Highway damage and train cancellations hit Germany as the late-June heatwave shifted east, and the World Meteorological Organization warned the same system would keep pushing dangerous temperatures across Central Europe before turning toward the Balkans. Temperatures were running 3C to 10C above the weekly average in affected areas, and daily highs above 35C were likely in many places.
On June 26, the heatwave had shattered numerous temperature records and hit human health, ecosystems, agriculture, infrastructure and labour productivity. Europe has warmed by about 2C over the past 50 years since the 1976 heatwave, making it the world’s fastest-warming continent, with high confidence that human activity has driven the observed rise.

France took the worst of the western European heat first. France recorded its hottest day on record on June 24, with a national average temperature of 30.0C, breaking previous national records from July 2019 and August 2003. Temperatures reached 43.8C in Pulluau in western France, while authorities issued top-level red alerts for a record 58 departments and warned of greater forest-fire risk as drought worsened. The WMO’s June 26 update counted 40 drowning deaths in France during the heat.
Spain logged its hottest June days on June 23 and 24, with temperatures above 40C in several places.
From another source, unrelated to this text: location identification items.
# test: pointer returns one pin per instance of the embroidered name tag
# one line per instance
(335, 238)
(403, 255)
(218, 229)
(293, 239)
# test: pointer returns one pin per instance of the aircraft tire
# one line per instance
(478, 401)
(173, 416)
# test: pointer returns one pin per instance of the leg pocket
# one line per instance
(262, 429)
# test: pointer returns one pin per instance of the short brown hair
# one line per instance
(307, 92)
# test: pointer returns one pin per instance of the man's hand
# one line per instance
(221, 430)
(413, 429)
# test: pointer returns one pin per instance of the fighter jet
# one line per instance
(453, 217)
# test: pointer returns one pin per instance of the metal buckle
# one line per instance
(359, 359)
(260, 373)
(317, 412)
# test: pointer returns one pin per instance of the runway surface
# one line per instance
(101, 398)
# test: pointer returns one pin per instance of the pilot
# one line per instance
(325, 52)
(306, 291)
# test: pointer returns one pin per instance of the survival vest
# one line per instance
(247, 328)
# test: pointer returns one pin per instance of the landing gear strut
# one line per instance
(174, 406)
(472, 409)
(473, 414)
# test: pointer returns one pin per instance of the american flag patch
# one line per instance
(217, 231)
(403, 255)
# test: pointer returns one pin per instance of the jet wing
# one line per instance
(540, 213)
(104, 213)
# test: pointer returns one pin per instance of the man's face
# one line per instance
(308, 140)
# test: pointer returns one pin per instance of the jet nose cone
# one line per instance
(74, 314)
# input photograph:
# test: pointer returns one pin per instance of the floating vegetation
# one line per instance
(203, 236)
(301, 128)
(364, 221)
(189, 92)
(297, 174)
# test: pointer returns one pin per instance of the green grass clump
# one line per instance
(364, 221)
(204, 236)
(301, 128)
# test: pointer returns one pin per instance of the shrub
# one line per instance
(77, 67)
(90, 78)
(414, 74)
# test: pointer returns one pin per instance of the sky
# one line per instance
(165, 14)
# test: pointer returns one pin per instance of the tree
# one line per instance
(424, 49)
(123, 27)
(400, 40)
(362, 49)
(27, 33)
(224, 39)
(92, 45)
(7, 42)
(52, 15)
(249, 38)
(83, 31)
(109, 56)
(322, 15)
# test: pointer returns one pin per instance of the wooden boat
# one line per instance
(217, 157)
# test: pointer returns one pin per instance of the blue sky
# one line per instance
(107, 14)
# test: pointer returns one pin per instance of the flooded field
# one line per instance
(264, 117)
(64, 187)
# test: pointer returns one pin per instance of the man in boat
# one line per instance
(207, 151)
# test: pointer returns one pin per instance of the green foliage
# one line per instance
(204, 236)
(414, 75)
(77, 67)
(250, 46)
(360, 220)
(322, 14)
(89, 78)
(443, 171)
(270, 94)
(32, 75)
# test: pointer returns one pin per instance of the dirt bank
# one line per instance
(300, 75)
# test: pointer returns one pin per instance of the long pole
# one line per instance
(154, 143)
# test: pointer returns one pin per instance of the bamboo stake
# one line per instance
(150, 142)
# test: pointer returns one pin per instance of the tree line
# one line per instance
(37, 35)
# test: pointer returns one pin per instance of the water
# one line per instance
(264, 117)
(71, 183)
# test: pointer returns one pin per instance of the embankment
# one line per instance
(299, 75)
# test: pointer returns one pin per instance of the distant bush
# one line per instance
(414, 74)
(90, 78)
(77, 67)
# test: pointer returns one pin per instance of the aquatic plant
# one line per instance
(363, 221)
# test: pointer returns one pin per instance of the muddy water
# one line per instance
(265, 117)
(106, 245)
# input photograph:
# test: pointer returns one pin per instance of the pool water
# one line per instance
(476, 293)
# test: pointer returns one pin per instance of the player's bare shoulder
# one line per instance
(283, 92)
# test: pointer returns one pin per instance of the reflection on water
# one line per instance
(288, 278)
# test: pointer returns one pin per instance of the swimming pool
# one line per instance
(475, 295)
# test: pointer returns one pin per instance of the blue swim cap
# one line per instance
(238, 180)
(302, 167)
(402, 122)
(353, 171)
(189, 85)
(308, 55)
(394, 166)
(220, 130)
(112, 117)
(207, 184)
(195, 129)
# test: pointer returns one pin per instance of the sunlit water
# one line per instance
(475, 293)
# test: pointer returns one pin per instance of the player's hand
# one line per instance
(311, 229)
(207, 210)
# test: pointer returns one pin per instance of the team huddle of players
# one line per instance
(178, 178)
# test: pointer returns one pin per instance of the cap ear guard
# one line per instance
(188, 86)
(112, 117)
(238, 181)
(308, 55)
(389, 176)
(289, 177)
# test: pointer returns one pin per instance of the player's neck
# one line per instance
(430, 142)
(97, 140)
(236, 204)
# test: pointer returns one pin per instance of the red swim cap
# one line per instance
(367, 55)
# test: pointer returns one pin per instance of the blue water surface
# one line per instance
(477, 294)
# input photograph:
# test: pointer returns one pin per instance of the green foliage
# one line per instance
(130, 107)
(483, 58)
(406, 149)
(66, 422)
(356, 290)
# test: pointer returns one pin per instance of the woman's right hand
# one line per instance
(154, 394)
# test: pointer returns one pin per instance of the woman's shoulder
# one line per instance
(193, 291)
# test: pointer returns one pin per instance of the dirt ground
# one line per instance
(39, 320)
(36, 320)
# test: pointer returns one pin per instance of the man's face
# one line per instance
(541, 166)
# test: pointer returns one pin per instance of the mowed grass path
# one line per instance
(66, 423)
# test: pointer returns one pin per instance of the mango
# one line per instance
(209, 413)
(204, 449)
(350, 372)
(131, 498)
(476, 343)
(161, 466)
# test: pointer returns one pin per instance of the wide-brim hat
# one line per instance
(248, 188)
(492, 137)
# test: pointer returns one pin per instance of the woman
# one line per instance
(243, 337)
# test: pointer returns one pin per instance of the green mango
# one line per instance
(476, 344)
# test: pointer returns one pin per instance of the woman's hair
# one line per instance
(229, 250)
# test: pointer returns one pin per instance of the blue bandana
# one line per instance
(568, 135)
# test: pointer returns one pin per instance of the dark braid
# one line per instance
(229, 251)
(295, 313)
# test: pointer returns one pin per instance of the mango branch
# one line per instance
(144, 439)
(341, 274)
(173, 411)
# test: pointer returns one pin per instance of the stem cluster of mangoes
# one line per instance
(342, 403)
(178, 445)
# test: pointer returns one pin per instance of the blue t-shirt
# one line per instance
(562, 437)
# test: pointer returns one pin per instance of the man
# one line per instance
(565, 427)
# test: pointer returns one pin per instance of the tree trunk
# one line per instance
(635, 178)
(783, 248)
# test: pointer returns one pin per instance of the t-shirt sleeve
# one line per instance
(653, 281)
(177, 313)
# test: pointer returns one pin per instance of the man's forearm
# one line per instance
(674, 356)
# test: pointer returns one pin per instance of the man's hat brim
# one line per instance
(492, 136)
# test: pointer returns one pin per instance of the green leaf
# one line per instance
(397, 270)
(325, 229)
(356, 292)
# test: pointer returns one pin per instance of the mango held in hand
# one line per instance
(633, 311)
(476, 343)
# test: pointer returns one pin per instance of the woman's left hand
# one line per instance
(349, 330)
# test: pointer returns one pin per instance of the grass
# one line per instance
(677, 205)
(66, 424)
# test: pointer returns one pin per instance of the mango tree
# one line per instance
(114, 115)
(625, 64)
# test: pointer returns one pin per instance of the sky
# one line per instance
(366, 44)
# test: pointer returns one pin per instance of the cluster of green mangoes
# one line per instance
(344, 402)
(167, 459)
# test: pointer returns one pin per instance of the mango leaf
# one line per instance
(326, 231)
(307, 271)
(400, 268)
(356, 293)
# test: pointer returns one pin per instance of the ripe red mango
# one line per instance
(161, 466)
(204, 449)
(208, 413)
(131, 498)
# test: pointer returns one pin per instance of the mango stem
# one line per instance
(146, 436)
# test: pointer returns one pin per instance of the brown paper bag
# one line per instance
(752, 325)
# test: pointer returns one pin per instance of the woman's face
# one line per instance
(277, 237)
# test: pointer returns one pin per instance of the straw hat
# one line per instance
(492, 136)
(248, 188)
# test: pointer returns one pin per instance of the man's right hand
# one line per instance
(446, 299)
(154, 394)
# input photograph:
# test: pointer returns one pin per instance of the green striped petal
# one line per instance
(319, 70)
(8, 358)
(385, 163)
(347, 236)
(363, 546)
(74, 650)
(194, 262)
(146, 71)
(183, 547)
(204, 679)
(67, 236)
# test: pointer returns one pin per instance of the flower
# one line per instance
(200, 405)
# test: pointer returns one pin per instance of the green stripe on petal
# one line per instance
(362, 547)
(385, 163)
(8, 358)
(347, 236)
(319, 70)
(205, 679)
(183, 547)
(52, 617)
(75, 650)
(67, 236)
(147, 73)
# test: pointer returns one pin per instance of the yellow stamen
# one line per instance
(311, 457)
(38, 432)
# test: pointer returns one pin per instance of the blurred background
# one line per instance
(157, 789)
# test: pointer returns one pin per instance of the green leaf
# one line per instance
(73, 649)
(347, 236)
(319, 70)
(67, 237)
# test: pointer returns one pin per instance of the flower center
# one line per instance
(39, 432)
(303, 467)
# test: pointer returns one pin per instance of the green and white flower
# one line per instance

In the United Kingdom, the Met Office issued a red extreme heat warning for June 24 and 25, with the warning taking effect at 0900 on June 24 and highs forecast at 37C to 39C. The office later recorded a provisional June daily high of 36.1C at Gosport in southern England, and the country’s June record of 35.6C was very likely to be exceeded.

By June 27, record highs had also been set in Switzerland, the Czech Republic and Denmark, while unusually high temperatures reached the Nordic countries. UN climate chief Simon Stiell said the heatwave had “the fingerprints of the climate crisis all over it,” and heat-health action plans were being mobilized as the shock moved from western Europe into the continent’s center.